Companies producing or trading in easily identifiable inventories use
the method of specific identification. Cars, airplanes and ships
can serve as examples. Each item of inventory is marked, tagged or coded
with its "specific" unit cost. This method allows costing of
inventory based on its actual physical flow.
Specific
identification is an actual physical flow inventory costing method
in which items still in inventory are specifically costed to arrive at
the total cost of the ending inventory.
This method is difficult to apply by companies that deal with massive
inventory volumes with low unit costs. For instance, it will be hard for
a grocery store to keep track of soup cans acquired at different costs.
Therefore, grocery stores and similar entities do not apply the method
of specific identification.
There is one aspect of the specific identification method that should
be mentioned. Namely, management can manipulate the cost of goods sold
by selecting which cost will be used in a particular sale transaction.

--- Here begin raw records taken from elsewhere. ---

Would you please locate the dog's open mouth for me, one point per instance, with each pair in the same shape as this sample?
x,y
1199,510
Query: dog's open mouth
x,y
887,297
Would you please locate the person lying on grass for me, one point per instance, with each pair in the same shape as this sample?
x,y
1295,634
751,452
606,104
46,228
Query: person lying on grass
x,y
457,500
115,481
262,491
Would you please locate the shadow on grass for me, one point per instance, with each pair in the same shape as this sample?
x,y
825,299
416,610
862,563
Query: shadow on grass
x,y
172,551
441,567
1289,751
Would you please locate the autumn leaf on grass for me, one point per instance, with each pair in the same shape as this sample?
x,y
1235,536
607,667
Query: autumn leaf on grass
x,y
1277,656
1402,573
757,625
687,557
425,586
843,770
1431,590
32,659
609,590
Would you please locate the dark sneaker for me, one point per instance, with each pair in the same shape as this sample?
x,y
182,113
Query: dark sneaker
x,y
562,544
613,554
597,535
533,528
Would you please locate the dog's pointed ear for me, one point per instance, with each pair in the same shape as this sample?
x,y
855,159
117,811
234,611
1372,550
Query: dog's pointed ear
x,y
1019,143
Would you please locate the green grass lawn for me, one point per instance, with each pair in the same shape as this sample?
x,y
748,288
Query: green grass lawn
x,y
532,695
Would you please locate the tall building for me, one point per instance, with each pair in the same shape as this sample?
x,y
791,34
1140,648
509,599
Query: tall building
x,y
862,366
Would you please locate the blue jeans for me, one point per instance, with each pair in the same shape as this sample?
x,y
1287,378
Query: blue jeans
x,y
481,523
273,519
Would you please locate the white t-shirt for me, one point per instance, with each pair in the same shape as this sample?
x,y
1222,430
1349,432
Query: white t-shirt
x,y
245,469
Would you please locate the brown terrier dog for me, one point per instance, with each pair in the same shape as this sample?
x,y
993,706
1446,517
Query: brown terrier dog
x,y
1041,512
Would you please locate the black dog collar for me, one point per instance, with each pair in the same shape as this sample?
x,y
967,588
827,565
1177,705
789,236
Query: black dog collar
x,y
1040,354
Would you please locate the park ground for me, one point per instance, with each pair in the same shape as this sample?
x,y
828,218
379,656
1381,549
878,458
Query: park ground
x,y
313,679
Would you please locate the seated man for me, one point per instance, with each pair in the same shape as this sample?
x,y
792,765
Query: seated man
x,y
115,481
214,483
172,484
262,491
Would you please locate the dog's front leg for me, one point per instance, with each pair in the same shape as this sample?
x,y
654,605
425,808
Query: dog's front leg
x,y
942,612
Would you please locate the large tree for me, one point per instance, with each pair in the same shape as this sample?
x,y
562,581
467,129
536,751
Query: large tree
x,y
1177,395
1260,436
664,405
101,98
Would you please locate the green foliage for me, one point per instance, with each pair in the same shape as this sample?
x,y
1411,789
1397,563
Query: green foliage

For example, suppose a dealership sells cars. One day the dealership has
two identical cars on sale, a Ford costing $5,000 (that was purchased
by the company first) and a Ford costing $5,500 (that was acquired by
the company after the first Ford). A customer does not care which Ford
to get as long as both Fords are identical. However, if the company wants
to increase the cost of goods sold (respectively, decrease income), management
may sell the $5,500 Ford; if visa versa, then the company may sell the
$5,000 Ford. Because the two Fords are identical in physical characteristics
and selling price, the customer does not see a difference between the
two Fords. However, the dealership may use this to their advantage and
manipulate financial statements numbers.